User Deletion
System Overview
Three external callers, two processes:
- Superhero Dashboard and CLI both call the Admin API (X-Api-Key auth)
- Vue Client calls the Server API (JWT auth, admin role)
The Admin API runs as a separate process to prevent deletion workloads from impacting the main server.
Components
DeletionConsoleModule — CLI Tool
Location: deletion-console/ Runs as: Kubernetes CronJob
Provides two console command groups:
| Command | File | Purpose |
|---|---|---|
queue push | deletion-queue.console.ts | Reads user IDs from a text file and enqueues deletion requests |
queue unsynced | deletion-queue.console.ts | Finds users not synchronized with an external system and enqueues them |
execution trigger | deletion-execution.console.ts | Triggers deletion execution in a paged loop |
The CLI does not access the database directly. It communicates exclusively with the Admin API via DeletionClient using HTTP + X-Api-Key authentication.
In practice, we only trigger the execution from the cron job ansible/roles/schulcloud-server-core/templates/data-deletion-trigger-cronjob.yml.j2
DeletionApiModule — Admin API Layer
Location: deletion/deletion-api.module.ts
Lives in: Admin API process (AdminApiServerModule)
Auth: X-Api-Key
Provides the full REST API for managing and executing deletions:
| Controller | Endpoints | Purpose |
|---|---|---|
DeletionRequestController | POST, GET :id, DELETE :id | Manage deletion requests |
DeletionBatchController | POST, GET, GET :id, DELETE :id, POST :id/execute | Manage deletion batches |
DeletionExecutionController | GET, POST | Fetch pending request IDs + execute them |
Key UCs:
DeletionRequestUc— creates individual deletion requests, deactivates the user account immediatelyDeletionBatchUc— manages batches;requestDeletionForBatch()creates the actual deletion requests for a batch and deactivates accountsDeletionRequestUc.executeDeletionRequests()— delegates toDeletionExecutionServicefor each request ID
DeletionPublicApiModule — Server API Layer
Location: deletion/deletion-public-api.module.ts
Lives in: Server API process (ServerModule)

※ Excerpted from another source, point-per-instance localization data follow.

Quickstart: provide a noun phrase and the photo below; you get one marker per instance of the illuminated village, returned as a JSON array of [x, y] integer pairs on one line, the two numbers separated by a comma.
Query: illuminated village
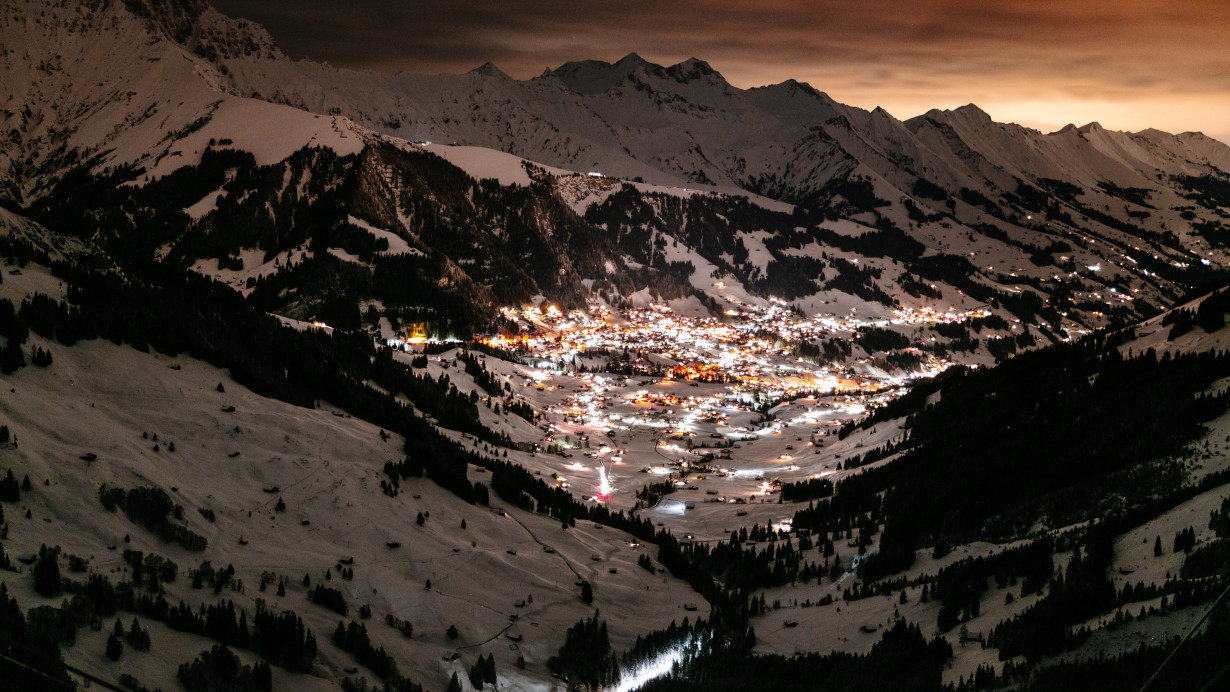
[[694, 418]]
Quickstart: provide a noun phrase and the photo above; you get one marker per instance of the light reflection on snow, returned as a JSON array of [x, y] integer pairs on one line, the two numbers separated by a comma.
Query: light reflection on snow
[[650, 670]]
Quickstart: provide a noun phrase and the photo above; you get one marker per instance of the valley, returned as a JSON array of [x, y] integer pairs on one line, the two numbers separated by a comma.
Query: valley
[[616, 377]]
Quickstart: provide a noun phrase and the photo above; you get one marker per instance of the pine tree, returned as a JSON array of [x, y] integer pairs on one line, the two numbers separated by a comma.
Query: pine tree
[[47, 573]]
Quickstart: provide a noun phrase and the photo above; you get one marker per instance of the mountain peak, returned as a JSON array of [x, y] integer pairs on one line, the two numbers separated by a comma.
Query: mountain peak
[[597, 76], [972, 111], [630, 60], [693, 69], [488, 69]]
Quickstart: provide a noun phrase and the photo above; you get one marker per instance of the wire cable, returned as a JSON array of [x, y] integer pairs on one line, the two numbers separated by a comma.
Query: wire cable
[[1183, 640]]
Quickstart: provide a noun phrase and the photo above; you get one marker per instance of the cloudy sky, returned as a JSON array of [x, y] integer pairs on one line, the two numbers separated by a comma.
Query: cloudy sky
[[1128, 64]]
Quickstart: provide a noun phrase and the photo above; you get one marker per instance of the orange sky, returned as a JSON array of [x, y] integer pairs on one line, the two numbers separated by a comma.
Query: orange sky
[[1129, 64]]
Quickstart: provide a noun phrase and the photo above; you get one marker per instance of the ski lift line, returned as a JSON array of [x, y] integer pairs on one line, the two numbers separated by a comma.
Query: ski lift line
[[1183, 640], [36, 671]]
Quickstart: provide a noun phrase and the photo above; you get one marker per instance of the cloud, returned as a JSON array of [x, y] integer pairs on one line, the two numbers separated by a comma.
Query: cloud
[[867, 53]]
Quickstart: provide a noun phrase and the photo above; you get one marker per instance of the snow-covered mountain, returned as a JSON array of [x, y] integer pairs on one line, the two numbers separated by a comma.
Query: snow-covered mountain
[[172, 182], [1083, 225]]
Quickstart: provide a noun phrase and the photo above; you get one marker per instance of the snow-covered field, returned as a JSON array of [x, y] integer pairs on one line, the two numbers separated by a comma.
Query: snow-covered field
[[112, 401]]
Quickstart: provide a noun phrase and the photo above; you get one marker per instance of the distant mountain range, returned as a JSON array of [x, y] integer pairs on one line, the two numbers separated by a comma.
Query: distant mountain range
[[1067, 231]]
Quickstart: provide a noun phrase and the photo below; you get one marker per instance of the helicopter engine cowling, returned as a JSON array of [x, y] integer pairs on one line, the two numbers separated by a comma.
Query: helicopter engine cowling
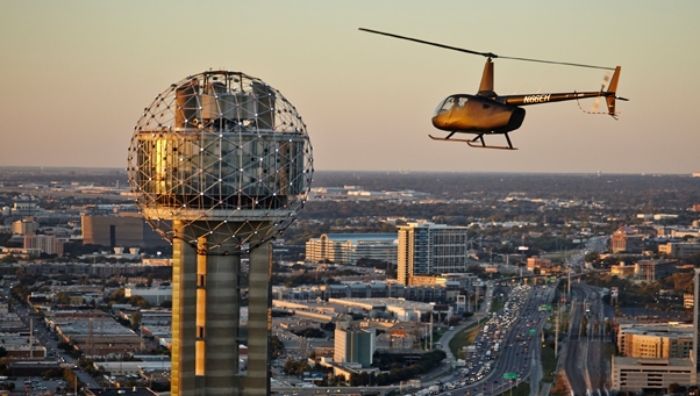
[[470, 113]]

Auth: JWT (requires admin role)
| Controller | Endpoint | Purpose |
|---|---|---|
DeletionRequestPublicController | DELETE /deletionRequestsPublic?ids=... | Create deletion requests from the Vue admin client |
This is a lightweight module — it imports DeletionModule to create requests but does not handle execution.
DeletionModule — Domain Core
Location: deletion.module.ts
Imported by: DeletionApiModule, DeletionPublicApiModule
Provides domain services:
| Service | Responsibility |
|---|---|
DeletionRequestService | CRUD + status transitions for deletion requests |
DeletionBatchService | CRUD for batches + creating requests when a batch is started |
DeletionExecutionService | Executes a single deletion request via the saga system |
DeletionLogService | Persists per-domain deletion reports |
Workflow
1. Creating Deletion Requests
Deletion requests can be created through three paths:
| Caller | Target API | Auth | Endpoints used |
|---|---|---|---|
| CLI (K8s CronJob) | Admin API | X-Api-Key | POST /deletionRequests, GET/POST /deletionExecutions |
| Superhero Dashboard | Admin API | X-Api-Key | POST /deletionRequests, CRUD /deletion-batches, POST :id/execute |
| Vue Client (school admin) | Server API | JWT (admin role) | DELETE /deletionRequestsPublic?ids=... |
The Superhero Dashboard is the primary admin UI that manages deletions — it creates individual requests, manages batches, and can trigger batch execution directly via the Admin API. The CLI automates the same API for scheduled/bulk operations as a CronJob.
2. Deletion Batches
Batches are a way to group multiple user IDs for deletion:
- Create batch (
POST /deletion-batches) — stores the list of user IDs, status:CREATED - Start batch (
POST /deletion-batches/:id/execute) — this is when individualDeletionRequestentries are actually created for each user in the batch, and accounts are deactivated - After that, the requests are picked up by normal execution
3. Executing Deletions
Execution is triggered by the CLI as a K8s CronJob:
Why paging? Each page is executed in a separate HTTP request to prevent overloading the Node.js event loop. The CLI loops through pages until all due requests are processed.
Request status lifecycle:
Failed requests can be retried via the execution trigger --runFailed CLI flag, which picks up requests with status FAILED instead of REGISTERED. Note: This feature is work in progress and currently not used in production.